La certificazione “per atti”, tradotta nella pratica comune, consentirebbe a un medico di famiglia l’emissione di un certificato telematico di malattia per un paziente, per esempio, dimesso dopo un piccolo intervento eseguito in una struttura privata (che ricordiamo oggi non può emettere il certificato telematico di malattia).

Oggi, secondo quanto chiaramente indicato sul sito INPS, “Il certificato telematico di malattia può essere rilasciato dal medico curante, che provvede a trasmetterlo telematicamente all’INPS. Il lavoratore è tenuto a segnalare tempestivamente al datore di lavoro la propria assenza e il corretto indirizzo di reperibilità durante l’evento di malattia, secondo quanto stabilito dal proprio contratto di lavoro. (…) In caso di impossibilità di accesso al servizio telematico, il medico può redigere il certificato in modalità cartacea, e il lavoratore deve trasmettere copia del certificato alla propria azienda e, se assicurato INPS, l’originale all’Istituto previdenziale entro due giorni dalla data del rilascio”.

Sarebbe una beffa per il cittadino, che dovrebbe trasmettere per posta raccomandata tutte le certificazioni redatte su carta dopo una televisita.

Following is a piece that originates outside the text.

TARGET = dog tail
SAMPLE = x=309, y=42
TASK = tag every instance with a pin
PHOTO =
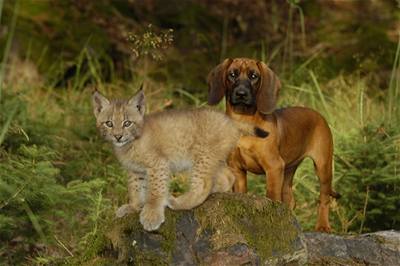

L’ingegnere Raffaele Nudi ha ben chiarito come non esistono problematiche tecnologiche, anzi l’integrazione tra le piattaforme potrebbe rendere la certificazione telematica molto più semplice per i medici certificatori, potendo completare in modo semiautomatico tutti gli aspetti burocratici del processo, lasciando al medico solo l’inserimento della diagnosi e della prognosi, questo se solo le varie piattaforme utilizzassero un linguaggio comune.

Il pareri dei sindacati

Hanno espresso la loro opinione le rappresentanze sindacali dei medici di famiglia, Pierluigi Bartoletti, vicesegretario nazionale vicario della Federazione Italiana Medici di
Medicina Generale, FIMMG, Giuseppe Lanna, vicepresidente del Sindacato Nazionale Autonomo Medici Italiani, SNAMI Lazio e Marina Pace, vicesegretario del sindacato medici italiani, SMI Lazio.

Le proposte

Tutti sono concordi nell’affermare quanto sia anacronistico escludere dalla televisita la
certificazione telematica, soprattutto per patologie non “oggettivabili” con una visita, per esempio emicrania, gastroenterite, vertigini, iperpiressia e molto altro.

Sono emerse alcune proposte:

  • la valutazione se certificare telematicamente le malattie dopo una televisita dovrebbe essere, così come indicato nelle indicazioni per l’utilizzo della telemedicina pubblicate in gazzetta ufficiale, a giudizio, come definito in GU, “insindacabile” del medico;
  • inoltre, dovrebbe essere possibile redigere una certificazione telematica di malattia per tutti i medici regolarmente iscritti negli ordini professionali ed abilitati all’esercizio della professione, in modo da evitare un inutile sovraccarico dei MMG ed una burocratizzazione inutile per il cittadino;
  • si è espressa l’ipotesi che per diagnosi di uno due giorni possa essere sufficiente una autocertificazione da parte del lavoratore;
  • i moduli INPS e della ricetta dematerializzata devono essere modificati: in primis oggi prevedono solo la visita in presenza o al domicilio, escludendo la televisita, esponendo il medico che fa una ricetta elettronica dopo una televisita, oggi già possibile, all’accusa di falsa certificazione;
  • sin da oggi, i moduli dovrebbero essere resi più semplici da compilare, a giudizio dei medici di famiglia appare evidente come si sia seguita una logica burocratica e non una logica clinica nella redazione dei moduli digitali da compilare sul portale INPS;
  • deve essere resa possibile la certificazione telematica “per atti”, il certificare a valle di un certificato di altro professionista prodotto dal paziente.
  • infine, è necessario un chiarimento sul codice deontologico da parte della FNOMCEO su questo tema così “caldo”.

Conclusioni

È necessario un dialogo costruttivo tra professionisti, istituzioni e legislatori, ed un impegno comune per definire linee guida chiare e protocolli sicuri, essenziale per navigare queste acque incerte. Occorre garantire che la telemedicina non solo sia possibile, ma diventi un valore aggiunto per la salute pubblica.